Bandai Namco held the release of Arise for the new generation of consoles, though I’m not really seeing the power of newer hardware on display. Graphics look decidedly last-gen. In fact, Tales of Arise could pass for a Nintendo Switch game as opposed to a PlayStation 5 title. Luckily, this isn’t a deal-breaker because the anime-styled characters still look good no matter what system you play on. The only real issues come from low-quality shadows on the ground during the day and other small quibbles about the flora and fauna.

The voice acting — available both in English and in Japanese — is well done, and the painfully underwritten characters are brought to life by the actors playing them. This is a huge component of any RPG, as you’ll spend 50 to 70 (or even 100) hours with these characters, so liking them is kinda important. Shionne is an enigma for most of the game, and Alphen’s optimism is often misplaced. The nuts and bolts of the story hinge on the NPCs and their stories, and Tales of Arise shines brightest when world-building, creating motivations for the actions of the characters in each realm and with each story beat.

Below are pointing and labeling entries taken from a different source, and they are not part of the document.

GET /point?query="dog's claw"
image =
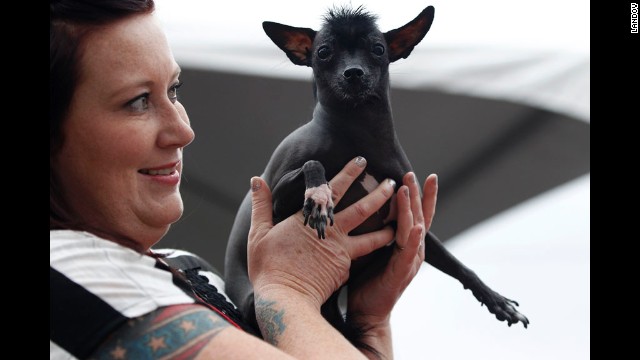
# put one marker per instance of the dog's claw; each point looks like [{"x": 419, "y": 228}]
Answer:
[
  {"x": 502, "y": 307},
  {"x": 318, "y": 209}
]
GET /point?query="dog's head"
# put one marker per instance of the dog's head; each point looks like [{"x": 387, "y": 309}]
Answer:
[{"x": 349, "y": 55}]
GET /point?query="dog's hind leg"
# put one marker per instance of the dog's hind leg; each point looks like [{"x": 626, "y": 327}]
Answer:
[{"x": 439, "y": 257}]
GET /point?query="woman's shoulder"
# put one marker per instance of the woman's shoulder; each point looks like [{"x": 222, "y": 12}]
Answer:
[{"x": 129, "y": 282}]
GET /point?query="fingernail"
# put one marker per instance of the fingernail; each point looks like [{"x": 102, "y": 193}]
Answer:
[
  {"x": 392, "y": 183},
  {"x": 255, "y": 184}
]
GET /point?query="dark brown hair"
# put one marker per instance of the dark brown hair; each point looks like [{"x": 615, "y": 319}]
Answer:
[{"x": 69, "y": 22}]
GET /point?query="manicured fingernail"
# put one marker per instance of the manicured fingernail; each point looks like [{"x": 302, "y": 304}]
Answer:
[
  {"x": 255, "y": 184},
  {"x": 392, "y": 183}
]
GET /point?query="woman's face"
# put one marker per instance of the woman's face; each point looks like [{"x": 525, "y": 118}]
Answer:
[{"x": 121, "y": 161}]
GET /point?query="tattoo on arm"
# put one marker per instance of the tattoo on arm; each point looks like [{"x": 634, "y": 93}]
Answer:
[
  {"x": 176, "y": 332},
  {"x": 270, "y": 320}
]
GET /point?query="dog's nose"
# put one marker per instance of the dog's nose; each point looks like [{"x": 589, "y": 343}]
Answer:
[{"x": 353, "y": 72}]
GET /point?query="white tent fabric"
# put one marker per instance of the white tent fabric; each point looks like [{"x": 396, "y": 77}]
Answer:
[
  {"x": 535, "y": 53},
  {"x": 510, "y": 50}
]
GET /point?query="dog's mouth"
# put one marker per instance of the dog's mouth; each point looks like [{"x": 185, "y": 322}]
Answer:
[{"x": 355, "y": 91}]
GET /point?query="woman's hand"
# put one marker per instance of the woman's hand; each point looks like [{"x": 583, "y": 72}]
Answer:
[
  {"x": 290, "y": 256},
  {"x": 371, "y": 299}
]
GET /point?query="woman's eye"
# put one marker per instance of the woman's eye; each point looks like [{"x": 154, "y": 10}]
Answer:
[
  {"x": 139, "y": 104},
  {"x": 324, "y": 52},
  {"x": 173, "y": 92},
  {"x": 378, "y": 49}
]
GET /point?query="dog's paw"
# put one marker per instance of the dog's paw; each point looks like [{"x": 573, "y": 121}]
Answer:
[
  {"x": 318, "y": 208},
  {"x": 503, "y": 308}
]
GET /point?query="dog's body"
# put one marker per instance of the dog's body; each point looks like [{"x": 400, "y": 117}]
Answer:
[{"x": 350, "y": 58}]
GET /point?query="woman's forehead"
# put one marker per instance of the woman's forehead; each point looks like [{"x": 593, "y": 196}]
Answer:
[{"x": 134, "y": 49}]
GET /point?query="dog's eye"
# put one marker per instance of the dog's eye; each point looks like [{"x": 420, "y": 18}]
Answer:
[
  {"x": 378, "y": 49},
  {"x": 324, "y": 52}
]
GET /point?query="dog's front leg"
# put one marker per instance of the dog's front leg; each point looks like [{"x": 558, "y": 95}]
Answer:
[{"x": 317, "y": 204}]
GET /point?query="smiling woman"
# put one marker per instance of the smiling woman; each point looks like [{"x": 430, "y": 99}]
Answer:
[
  {"x": 117, "y": 136},
  {"x": 128, "y": 133}
]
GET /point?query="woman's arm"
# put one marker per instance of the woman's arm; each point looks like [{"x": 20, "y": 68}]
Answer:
[
  {"x": 186, "y": 331},
  {"x": 372, "y": 299}
]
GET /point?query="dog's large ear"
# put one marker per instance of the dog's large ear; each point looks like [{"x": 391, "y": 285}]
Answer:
[
  {"x": 295, "y": 42},
  {"x": 401, "y": 41}
]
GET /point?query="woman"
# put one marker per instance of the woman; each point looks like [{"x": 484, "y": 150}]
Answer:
[{"x": 117, "y": 134}]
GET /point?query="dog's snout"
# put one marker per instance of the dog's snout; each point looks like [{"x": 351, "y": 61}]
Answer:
[{"x": 353, "y": 72}]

Bandai Namco builds upon character customization with various outfits, skins for weapons, and more. Pre-order bonuses and DLC drops offer so many costume/weapon options that it’s easy to find an aesthetic you enjoy. Multiple skill trees give the player autonomy on how the characters grow and which titles, skills, Artes, and powers they acquire, and when to unlock them.

When not in combat or chasing down a Lord for extinction, players can gather components to craft new weapons, armor, accessories, and more. You also have the option of cooking meals with recipes you’ll acquire as the game progresses, with dishes offering buffs when you eat before resting, as well as a fishing mini-game that’s a fun distraction. I’ll admit, I always enjoy cooking elements in RPGs, and finding new ingredients and recipes, for me, becomes a game in and of itself.

The sweeping musical score helps set the mood as well, borrowing elements from other types of games. In all, Tales of Arise checks all the major boxes for a good JRPG, and as it excels in most of the categories, it sets itself apart from other games in the genre.

Tales of Arise is remarkable for many reasons, but the amazing combat and gorgeous character designs make this a must-play game for JRPG fans. I was quickly sucked into the story and began to care for the colorful cast of characters after only a few hours. The thrill of obliterating a tough enemy or the epically satisfying endings to the Lord fights are some of my favorite gaming moments this year, and I can’t wait to go back to previously explored areas on the world map to take out super-powered monsters. There’s so much to do with story quests, side missions, and material gathering, that Tales of Arise will be taking up residence on my PlayStation 5 hard drive for the foreseeable future. As the summer ends and fall begins, I’m enjoying the heck out of a neo-classic JRPG and it just feels like old times again. Finally.

This review is based on the PlayStation 5 version of the game. A copy was provided to us by Bandai Namco Entertainment.

Tales of Arise
Fantastic

Tales of Arise offers fast and fluid combat and an epic story, paving the way for the first great JRPG of a new console generation.